L’art d’être petit-fils
Jusqu’au 10 mars 2024
#GeorgesHugo @maisonsdevictorhugo
Maison de Victor Hugo, 6 place des Vosges, Paris 4e
En référence au recueil de poèmes L’Art d’être grand-père de Victor Hugo (1802-1885), la maison parisienne de Victor Hugo dévoile les oeuvres picturales de son petit-fils Georges (1868-1925), méconnues du public.
C’est à Georges Hugo et sa soeur Jeanne (enfants de Charles Hugo et d’Alice Lehaene), que l’on doit la création de la Maison de Victor Hugo. L’institution lui a rendu hommage avec une première exposition lors de la transformation de la maison en musée en 1903. Et de nouveau cet automne, avec un parcours qui revient sur les temps forts de la carrière artistique de Georges.
Son enfance est heureuse jusqu’à la mort de son père (1871) puis de son grand-père(1885). Il conduit lui-même le cortège, de l’Arc de Triomphe au Panthéon. Georges se destine aux lettres et à la peinture – il dessine et peint depuis l’adolescence – mais craint de ternir la mémoire de son grand-père adoré, qu’il avait surnommé « Papapa », tandis que lui-même s’appelait « Petitphysse ». Il s’échappe dans une vie mondaine et se réfugie dans la maison familiale de Guernesey, « Hauteville House ».
Georges fait son service militaire dans la marine (1891-1893), dont il gardera une passion pour l’eau et les voiliers comme en attestent de superbes aquarelles de bateaux, dans les nombreux ports qu’il parcourt. Il savoure d’autant plus cette expérience qu’il a enfin l’anonymat qu’il recherchait. C’est un simple matelot, sans privilège de nom. Il apprend à lire à ses camarades souvent analphabètes. Ses Mémoires d’un matelot sont publiées en 1896 et il participe à la Société nationale des beaux-arts en 1894 avec Vieux navires et La Dévastation.

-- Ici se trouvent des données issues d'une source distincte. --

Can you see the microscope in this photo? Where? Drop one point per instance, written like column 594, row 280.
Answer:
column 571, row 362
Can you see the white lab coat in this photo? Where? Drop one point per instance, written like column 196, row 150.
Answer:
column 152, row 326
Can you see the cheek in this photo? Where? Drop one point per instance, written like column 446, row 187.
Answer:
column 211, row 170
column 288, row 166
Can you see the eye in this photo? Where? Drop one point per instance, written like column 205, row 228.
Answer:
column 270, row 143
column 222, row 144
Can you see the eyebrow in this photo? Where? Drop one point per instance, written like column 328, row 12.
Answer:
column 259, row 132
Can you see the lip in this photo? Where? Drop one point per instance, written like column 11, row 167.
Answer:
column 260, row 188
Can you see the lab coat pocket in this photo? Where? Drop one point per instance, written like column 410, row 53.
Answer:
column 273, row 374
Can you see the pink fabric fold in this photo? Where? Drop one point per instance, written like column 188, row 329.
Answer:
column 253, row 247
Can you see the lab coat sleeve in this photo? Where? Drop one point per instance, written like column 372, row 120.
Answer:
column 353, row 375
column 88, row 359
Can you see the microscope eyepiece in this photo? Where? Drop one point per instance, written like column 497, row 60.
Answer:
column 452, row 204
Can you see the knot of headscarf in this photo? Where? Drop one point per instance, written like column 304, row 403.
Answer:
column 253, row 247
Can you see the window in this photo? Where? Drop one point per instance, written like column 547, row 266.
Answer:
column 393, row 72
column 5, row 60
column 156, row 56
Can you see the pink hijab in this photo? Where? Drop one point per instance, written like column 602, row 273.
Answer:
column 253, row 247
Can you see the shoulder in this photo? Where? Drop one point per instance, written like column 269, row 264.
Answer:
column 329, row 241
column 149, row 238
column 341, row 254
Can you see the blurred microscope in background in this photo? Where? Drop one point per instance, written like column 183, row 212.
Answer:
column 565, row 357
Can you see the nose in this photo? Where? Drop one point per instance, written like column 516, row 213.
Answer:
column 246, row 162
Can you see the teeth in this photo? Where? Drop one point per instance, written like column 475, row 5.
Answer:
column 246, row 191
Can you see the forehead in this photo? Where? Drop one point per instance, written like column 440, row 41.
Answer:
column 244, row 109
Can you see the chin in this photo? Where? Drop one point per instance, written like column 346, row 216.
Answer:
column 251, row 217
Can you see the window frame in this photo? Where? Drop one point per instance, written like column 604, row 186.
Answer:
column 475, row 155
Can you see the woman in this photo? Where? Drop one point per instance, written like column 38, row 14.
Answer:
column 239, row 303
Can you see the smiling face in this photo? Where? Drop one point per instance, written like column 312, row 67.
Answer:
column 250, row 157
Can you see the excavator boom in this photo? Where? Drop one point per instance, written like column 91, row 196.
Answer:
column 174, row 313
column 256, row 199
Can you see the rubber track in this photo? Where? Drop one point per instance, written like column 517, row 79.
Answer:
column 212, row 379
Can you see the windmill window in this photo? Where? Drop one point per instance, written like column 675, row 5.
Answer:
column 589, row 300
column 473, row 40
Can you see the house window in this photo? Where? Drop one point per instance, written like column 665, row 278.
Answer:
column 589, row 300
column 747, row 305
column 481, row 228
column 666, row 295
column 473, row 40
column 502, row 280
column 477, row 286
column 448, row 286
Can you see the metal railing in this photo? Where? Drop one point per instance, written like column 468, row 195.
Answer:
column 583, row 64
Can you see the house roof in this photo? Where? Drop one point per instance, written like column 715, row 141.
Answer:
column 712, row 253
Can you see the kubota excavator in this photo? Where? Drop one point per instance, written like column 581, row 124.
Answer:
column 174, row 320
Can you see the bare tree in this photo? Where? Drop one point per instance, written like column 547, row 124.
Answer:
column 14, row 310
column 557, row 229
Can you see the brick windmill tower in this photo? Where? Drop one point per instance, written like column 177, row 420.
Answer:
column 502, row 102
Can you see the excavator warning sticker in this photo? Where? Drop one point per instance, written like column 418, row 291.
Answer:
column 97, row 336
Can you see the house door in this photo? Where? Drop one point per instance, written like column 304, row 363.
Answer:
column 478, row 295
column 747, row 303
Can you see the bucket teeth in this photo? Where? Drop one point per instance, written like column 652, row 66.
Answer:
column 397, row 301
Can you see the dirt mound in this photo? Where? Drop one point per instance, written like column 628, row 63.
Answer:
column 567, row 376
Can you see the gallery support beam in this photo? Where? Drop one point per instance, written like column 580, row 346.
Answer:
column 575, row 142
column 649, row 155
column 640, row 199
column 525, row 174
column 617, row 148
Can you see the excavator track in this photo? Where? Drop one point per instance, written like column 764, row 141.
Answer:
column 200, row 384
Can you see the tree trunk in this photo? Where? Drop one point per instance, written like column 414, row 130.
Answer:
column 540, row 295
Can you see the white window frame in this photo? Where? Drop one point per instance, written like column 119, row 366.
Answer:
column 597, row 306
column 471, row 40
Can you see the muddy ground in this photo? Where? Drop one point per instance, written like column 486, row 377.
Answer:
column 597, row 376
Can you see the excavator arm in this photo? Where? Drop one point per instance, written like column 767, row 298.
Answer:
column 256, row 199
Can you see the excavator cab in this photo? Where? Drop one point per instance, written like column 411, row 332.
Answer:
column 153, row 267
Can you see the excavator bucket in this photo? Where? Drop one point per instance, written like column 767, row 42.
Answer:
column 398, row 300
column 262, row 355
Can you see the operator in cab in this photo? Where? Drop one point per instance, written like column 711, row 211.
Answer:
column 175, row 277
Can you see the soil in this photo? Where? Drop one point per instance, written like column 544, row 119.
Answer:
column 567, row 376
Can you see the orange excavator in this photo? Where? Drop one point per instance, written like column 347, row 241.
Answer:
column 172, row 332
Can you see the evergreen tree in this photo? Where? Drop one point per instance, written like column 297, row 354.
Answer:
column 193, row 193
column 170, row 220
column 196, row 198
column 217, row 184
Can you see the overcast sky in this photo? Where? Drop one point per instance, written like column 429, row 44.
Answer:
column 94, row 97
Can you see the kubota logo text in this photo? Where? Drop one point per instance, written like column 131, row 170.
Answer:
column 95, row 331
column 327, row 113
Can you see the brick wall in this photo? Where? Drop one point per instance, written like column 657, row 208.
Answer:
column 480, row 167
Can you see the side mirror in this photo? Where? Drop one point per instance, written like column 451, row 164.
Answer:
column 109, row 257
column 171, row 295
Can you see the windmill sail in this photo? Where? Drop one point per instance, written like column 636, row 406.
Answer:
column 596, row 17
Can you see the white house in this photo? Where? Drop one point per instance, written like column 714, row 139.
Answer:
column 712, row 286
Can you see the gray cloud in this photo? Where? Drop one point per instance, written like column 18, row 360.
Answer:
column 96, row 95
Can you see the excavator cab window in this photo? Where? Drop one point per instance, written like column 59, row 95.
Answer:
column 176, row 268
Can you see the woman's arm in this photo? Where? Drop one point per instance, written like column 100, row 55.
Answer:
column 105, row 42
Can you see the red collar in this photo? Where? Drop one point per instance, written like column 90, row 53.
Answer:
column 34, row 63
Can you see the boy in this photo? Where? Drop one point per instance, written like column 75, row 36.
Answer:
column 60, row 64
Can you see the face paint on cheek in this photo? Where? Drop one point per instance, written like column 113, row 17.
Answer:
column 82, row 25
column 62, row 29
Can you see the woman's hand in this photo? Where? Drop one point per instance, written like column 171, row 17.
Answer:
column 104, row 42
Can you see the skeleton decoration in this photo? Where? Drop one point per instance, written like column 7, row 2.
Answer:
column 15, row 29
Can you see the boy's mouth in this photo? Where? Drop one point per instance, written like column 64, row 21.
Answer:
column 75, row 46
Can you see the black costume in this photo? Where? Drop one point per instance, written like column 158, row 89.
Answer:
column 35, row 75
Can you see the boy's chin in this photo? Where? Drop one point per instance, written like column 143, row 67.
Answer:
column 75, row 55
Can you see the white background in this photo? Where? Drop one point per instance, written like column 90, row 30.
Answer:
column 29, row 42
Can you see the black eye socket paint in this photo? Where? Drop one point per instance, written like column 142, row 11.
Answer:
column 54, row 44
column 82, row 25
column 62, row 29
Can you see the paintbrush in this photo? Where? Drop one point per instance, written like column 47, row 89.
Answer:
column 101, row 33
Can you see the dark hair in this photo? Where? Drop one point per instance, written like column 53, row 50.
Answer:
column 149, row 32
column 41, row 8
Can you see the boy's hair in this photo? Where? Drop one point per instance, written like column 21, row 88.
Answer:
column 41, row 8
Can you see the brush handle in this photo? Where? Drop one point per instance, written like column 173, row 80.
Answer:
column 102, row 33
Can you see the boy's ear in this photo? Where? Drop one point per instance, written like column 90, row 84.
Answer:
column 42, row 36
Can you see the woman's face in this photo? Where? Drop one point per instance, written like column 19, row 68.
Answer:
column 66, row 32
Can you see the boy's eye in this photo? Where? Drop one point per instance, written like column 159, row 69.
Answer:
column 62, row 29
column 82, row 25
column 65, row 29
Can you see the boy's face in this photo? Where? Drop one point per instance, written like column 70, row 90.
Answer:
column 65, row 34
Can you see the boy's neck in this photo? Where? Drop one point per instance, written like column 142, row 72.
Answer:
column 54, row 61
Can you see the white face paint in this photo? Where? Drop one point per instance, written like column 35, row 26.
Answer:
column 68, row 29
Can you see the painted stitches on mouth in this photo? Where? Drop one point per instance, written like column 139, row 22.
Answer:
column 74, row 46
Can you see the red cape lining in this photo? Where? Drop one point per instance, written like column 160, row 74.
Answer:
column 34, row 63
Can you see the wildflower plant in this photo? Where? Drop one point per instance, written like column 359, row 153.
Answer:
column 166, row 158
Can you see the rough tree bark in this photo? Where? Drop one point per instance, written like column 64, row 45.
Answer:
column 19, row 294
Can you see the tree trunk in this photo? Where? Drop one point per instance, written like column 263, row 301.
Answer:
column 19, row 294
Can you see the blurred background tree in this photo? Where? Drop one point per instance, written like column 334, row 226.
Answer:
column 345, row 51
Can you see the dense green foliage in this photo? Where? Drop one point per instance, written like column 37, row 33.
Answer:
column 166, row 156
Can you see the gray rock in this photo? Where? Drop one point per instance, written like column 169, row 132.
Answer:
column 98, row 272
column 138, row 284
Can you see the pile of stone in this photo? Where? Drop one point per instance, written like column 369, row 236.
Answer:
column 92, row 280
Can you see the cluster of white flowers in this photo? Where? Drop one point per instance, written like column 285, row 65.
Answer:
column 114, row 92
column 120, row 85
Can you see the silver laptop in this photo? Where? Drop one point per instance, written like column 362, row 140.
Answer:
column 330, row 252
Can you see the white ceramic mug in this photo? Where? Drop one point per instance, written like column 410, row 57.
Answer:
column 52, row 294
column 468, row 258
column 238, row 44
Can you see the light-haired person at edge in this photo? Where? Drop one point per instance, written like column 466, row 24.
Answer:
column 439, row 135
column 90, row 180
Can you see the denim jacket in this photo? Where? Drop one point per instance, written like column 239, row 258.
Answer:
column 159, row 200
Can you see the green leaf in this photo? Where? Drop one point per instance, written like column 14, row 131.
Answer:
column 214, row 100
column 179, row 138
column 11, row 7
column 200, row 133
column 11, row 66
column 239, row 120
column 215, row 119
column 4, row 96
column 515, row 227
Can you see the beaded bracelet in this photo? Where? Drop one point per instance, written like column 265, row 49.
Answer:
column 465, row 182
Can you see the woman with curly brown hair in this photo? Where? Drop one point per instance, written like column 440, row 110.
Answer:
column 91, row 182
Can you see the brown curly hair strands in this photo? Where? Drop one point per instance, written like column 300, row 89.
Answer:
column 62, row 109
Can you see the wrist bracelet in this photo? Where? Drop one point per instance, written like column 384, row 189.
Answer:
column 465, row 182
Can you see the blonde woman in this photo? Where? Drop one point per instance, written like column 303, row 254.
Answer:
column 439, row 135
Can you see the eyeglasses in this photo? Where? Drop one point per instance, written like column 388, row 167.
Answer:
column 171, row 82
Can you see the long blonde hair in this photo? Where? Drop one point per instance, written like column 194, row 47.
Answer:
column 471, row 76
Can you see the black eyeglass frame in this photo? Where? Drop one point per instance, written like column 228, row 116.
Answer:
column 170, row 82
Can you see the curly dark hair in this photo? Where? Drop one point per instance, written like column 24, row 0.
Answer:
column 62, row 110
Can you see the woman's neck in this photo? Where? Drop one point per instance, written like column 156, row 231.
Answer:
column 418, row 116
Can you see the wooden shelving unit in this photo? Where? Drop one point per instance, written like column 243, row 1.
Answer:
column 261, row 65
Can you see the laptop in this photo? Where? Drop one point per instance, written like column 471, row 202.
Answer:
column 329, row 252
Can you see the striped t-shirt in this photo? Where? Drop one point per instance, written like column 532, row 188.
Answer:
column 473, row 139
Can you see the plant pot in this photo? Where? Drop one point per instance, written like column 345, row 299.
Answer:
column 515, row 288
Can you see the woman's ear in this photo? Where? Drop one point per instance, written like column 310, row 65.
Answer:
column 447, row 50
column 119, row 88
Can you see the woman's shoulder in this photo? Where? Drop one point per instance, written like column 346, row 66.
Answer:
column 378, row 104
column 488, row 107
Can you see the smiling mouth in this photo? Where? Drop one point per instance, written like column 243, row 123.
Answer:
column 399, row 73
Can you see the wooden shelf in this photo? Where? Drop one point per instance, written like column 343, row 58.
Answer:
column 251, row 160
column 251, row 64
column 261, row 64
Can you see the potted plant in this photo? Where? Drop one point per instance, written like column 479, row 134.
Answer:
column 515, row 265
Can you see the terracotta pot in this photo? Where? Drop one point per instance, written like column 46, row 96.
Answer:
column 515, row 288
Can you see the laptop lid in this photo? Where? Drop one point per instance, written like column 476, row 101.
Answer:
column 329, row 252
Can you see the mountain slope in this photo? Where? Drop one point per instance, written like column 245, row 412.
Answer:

Georges épouse son amie d’enfance Pauline Ménard-Dorian, avec qui il aura deux enfants (Jean et Marguerite). Ses portraits satiriques des hommes politiques et écrivains laissent la place à ceux, plus tendres, de sa famille. Il expérimente la gravure, en noir et blanc et en couleur.
En 1898, un chapitre de sa vie se tourne. Il quitte Pauline pour sa cousine Dora Dorian. Le couple s’installe dans la maison de celle-ci à Rovezzano, près de Florence. « Si l’on sait que les tourtereaux mènent une vie mondaine, nous n’avons aucune information sur le travail artistique de Georges durant cette période », commente Gérard Audinet (directeur des Maisons de Victor Hugo Paris et Guernesey), co-commissaire de l’exposition.
Patriote convaincu, Georges se démène pour être engagé sur le front lors de la Première Guerre mondiale. Il est envoyé en Champagne à l’âge de 46 ans. Il participe comme agent de liaison aux combats de la ferme Navarin. Toujours un carnet à la main, usant de matériaux de fortune (terre, vin, café), il croque ses camarades, avec sensibilité. « Ses traits à la fois nerveux et souples en font un très beau témoignage de la Grande Guerre », précise G. Audinet. Une crise aiguë de rhumatismes le contraint à être réformé. Son ami l’illustrateur Sem (1863-1934) publie ses dessins militaires dans L’Illustration (Noël 1916). Quelques mois plus tard, une grande exposition lui est consacré au musée des Arts décoratifs.
Brouillé avec sa soeur Jeanne, qui avait divorcé de son ami Léon Daudet, Georges se réconcilie avec elle et son nouveau mari Jean-Baptise Charcot. Grâce à l’entremise du romancier Paul Meurice, ils peuvent ainsi fêter en tout bien tout honneur le centenaire de Victor Hugo (1902). Georges et Jean-Baptiste partent même en Islande et Jan Mayen, son île septentrionale. Georges y réalise des paysages de fjords enneigés, d’envolée de goélands sur l’eau. Sublimes.
C’est à cette même période que son idole avec Dora se termine, même si le couple ne divorce pas. Georges, ruiné, revient vivre à Paris, dans une petite chambre de la rue de l’Elysée, partageant son temps entre le Café des Gaufres (Champs-Élysées) et sa chambre où il s’éteint dans la misère.
Une très belle découverte, dans un musée à l’atmosphère à la fois intimiste et historique.